Whether in production or a testing environment, sensitive information – such as SSH keys or database credentials – needs to be kept private and secure. In Kubernetes, this need is satisfied by an object called a Secret.

What is a Secret, exactly?

Secrets are Kubernetes objects that store small amounts of private information. They are created in much the same way as Pods. Although Secrets live out a very different life than that of a Pod, they are similar in the sense that they are also fundamental Kubernetes objects that can be created and torn down much like a Pod can be.

Secrets live out their lives in etcd, the central datastore for the entire Kubernetes system.
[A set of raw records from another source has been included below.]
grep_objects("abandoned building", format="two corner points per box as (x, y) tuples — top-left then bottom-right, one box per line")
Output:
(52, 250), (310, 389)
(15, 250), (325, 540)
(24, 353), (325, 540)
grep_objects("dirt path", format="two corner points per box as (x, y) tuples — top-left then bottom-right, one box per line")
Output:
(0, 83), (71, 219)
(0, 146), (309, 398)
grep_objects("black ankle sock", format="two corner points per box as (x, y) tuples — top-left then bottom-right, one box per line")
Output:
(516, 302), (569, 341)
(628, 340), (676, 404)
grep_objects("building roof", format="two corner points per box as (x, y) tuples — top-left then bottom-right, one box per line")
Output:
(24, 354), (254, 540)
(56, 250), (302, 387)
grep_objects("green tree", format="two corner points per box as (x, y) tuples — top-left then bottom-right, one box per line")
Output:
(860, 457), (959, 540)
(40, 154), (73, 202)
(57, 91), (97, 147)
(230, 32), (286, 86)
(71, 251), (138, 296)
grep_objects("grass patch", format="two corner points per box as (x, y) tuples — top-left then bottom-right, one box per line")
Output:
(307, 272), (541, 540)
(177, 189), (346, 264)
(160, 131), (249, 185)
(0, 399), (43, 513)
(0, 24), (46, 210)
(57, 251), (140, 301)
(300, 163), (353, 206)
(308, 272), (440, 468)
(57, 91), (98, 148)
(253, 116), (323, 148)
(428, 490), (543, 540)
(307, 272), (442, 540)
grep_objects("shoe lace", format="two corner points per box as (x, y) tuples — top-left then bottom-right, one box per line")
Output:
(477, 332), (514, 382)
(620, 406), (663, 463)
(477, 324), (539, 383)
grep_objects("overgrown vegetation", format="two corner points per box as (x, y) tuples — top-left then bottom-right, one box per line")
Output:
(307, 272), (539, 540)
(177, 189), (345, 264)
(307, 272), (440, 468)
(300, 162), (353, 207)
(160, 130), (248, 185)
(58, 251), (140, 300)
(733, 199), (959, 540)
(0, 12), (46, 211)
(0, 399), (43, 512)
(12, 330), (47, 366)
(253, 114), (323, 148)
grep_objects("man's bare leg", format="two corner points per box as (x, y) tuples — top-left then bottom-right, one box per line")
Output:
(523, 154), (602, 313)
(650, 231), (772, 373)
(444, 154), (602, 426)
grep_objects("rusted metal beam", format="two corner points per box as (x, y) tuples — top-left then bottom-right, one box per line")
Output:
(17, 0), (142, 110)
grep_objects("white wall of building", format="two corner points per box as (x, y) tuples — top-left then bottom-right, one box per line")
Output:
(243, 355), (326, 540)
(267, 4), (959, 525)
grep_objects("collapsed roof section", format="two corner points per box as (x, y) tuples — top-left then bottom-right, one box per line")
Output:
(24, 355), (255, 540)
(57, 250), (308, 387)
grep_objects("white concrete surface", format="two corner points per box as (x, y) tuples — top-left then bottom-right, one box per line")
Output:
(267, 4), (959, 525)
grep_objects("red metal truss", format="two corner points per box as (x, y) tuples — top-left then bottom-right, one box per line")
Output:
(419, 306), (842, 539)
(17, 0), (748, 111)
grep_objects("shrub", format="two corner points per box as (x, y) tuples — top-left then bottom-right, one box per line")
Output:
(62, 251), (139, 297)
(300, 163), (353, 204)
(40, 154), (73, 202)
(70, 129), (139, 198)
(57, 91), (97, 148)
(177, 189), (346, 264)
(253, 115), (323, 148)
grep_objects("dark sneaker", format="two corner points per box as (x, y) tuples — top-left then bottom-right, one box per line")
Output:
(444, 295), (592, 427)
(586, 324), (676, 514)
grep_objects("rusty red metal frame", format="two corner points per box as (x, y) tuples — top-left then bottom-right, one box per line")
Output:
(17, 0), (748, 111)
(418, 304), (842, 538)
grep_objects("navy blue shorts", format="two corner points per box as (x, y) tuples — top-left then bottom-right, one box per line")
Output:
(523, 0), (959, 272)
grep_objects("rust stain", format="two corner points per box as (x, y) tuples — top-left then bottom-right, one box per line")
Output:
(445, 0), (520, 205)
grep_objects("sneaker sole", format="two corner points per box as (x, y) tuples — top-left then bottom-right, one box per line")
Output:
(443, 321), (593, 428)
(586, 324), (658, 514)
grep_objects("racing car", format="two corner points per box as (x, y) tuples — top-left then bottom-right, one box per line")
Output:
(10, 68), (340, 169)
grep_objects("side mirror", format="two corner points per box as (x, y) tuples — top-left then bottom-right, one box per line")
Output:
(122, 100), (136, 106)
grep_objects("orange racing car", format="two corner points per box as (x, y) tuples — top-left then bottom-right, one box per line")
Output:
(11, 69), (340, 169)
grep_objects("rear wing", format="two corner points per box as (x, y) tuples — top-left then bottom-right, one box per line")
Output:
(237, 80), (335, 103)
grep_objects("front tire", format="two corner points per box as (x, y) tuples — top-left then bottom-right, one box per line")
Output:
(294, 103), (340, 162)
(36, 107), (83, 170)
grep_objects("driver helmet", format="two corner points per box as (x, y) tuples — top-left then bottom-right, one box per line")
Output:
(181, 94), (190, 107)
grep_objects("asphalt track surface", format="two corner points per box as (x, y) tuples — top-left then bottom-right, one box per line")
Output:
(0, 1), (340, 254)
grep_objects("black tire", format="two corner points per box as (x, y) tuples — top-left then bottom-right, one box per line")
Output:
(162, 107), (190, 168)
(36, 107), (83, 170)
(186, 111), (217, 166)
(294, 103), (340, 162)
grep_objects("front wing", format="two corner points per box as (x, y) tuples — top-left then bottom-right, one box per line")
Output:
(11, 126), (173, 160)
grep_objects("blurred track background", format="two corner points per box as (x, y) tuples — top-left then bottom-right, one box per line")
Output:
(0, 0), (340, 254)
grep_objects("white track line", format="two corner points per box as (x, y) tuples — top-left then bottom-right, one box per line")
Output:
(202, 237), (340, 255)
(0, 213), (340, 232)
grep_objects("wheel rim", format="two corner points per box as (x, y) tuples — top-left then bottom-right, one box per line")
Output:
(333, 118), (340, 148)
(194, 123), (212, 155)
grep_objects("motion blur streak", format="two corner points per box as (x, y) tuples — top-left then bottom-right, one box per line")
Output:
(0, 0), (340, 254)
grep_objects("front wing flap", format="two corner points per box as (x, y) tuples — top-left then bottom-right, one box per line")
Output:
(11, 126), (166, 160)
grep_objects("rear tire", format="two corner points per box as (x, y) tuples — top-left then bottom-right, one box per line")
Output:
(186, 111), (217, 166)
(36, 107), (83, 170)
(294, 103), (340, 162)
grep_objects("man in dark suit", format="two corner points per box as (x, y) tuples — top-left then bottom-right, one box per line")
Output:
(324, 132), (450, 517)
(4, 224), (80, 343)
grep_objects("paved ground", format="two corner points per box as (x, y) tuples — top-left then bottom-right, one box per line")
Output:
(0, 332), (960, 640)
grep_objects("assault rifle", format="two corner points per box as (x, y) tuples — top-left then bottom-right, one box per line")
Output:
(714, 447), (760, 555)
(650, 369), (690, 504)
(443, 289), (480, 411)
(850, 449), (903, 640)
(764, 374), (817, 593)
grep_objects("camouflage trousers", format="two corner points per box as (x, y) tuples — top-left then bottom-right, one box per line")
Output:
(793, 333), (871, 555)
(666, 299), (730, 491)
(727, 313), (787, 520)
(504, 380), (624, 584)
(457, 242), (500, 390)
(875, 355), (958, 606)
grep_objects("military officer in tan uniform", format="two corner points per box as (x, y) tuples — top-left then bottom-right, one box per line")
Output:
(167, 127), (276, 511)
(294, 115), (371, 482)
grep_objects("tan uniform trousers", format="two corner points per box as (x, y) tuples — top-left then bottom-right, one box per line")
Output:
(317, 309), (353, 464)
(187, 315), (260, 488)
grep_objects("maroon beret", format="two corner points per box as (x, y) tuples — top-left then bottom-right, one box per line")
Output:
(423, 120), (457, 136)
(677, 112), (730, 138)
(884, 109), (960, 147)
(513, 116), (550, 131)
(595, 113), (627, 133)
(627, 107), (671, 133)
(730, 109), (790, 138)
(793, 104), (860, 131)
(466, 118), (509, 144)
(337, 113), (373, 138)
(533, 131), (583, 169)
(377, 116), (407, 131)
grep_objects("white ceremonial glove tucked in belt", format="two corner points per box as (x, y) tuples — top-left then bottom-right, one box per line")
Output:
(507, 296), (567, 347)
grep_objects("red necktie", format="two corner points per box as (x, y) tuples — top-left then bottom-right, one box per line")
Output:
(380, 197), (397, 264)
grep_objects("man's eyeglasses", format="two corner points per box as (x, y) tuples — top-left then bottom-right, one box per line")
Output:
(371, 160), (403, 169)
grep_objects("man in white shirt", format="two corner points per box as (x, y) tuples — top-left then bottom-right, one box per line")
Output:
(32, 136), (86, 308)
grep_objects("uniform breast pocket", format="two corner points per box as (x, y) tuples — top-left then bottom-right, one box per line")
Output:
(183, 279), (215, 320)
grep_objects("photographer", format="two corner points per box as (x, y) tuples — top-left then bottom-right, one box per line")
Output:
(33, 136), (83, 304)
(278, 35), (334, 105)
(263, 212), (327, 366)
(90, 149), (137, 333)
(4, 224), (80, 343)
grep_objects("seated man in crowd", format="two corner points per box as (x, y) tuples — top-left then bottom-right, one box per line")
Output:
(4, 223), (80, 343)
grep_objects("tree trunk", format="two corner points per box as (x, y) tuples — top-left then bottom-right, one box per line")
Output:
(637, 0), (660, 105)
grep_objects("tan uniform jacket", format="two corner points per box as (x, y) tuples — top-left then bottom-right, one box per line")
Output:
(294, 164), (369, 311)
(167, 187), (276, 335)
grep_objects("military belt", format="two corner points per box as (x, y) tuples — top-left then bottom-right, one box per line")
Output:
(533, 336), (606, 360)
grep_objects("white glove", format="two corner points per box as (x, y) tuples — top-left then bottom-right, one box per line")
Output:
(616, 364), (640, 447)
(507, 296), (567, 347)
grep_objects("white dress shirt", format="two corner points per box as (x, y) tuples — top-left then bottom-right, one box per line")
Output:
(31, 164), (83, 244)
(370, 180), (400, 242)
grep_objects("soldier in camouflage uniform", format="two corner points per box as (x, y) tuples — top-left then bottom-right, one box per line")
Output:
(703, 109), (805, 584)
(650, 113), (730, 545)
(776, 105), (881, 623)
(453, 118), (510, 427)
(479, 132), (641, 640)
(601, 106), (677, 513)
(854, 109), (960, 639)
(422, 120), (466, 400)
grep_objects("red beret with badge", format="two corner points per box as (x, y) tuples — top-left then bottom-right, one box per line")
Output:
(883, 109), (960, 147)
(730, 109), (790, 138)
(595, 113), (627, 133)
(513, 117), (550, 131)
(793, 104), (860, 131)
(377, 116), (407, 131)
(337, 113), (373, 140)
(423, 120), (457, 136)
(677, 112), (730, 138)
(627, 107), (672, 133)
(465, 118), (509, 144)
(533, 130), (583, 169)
This is the same central location where declarative definitions for Kubernetes Deployments live.

This centralized storage approach allows users to create one Secret that can then be consumed by any number of Pods, whether those Pods are identical copies of one another (as would be the case with a Deployment or ReplicaSet) or not. It is worth noting that you can create any number of Secrets you like, but none can exceed 1MB in size.

How do you make a Secret?

Secrets can either be defined via the kubectl CLI or manually via a YAML file.

If going the manual route, you’ll first need to encode the values that will be passed to the Secret:

$ echo -n <value_to_be_encoded> | base64</value_to_be_encoded>

For example, we can encode the word “password” like so:

$ echo -n password | base64
cGFzc3dvcmQ=

Then create a YAML file that defines a Secret. For example:

# example_secret.yml

apiVersion: v1
kind: Secret
metadata:
 name: mysecret
type: Opaque
data:
 username: YWRtaW4=
 password: MWYyZDFlMmU2N2Rm

Notice that both our username and password values have been encoded.

And, finally, apply the Secret’s definition:

kubectl apply -f example_secret.yml

How are Secrets used?

The information Secrets house can be accessed by the code that needs it in two ways. It can either be mounted onto a Pod in the form of a Volume or set as an environment variable within the Pod.

When mounted as a Volume, the key-value pairs are expressed as files in a directory. So, if your secret information was something like:

db_creds : "some really long complex string"

Once mounted onto the Pod as a Volume at “/etc/db-creds” for example, a file named “db_creds” would be in the db-creds directory, and within that file you would find:

# db_creds
some really long complex string

To mount the Secret onto the Pod as a Volume, we need to define a Volume with a secretName that corresponds to our above Secret definition. We also need to define the volumeMount where the Volume will live in the Pod.

apiVersion: v1
kind: Pod
metadata:
 name: pod-with-secret
 labels:
   name: pod-with-secret
spec:
 volumes:
 - name: db-creds
   secret:
     secretName: mysecret
 containers:
 - name: chef-server
   image: jdvincent/chef-server
   volumeMounts:
   - name: db-creds
     readOnly: true
     mountPath: "/etc/db-creds"

The mountPath in the Pod template is the path to the directory that will house your decoded information as one or more files named for a given key and containing the associated value. If we exec into the running Pod we would see the following:

# cd /etc/db-creds
# ls
username password
# cat password
MacStadium

Something to note: The key-value pairs can also be introduced into the Pods as environment variables with only a slight change to the definition statement.

TL;DR

Kubernetes Secrets are a fundamental API object that stores small amounts of encrypted data, such as would be used for DB passkeys or SSH keys. This information is stored in etcd, the central datastore for Kubernetes. As such, a single Secret can be consumed by any number of Pods and, by extension, containers running therein.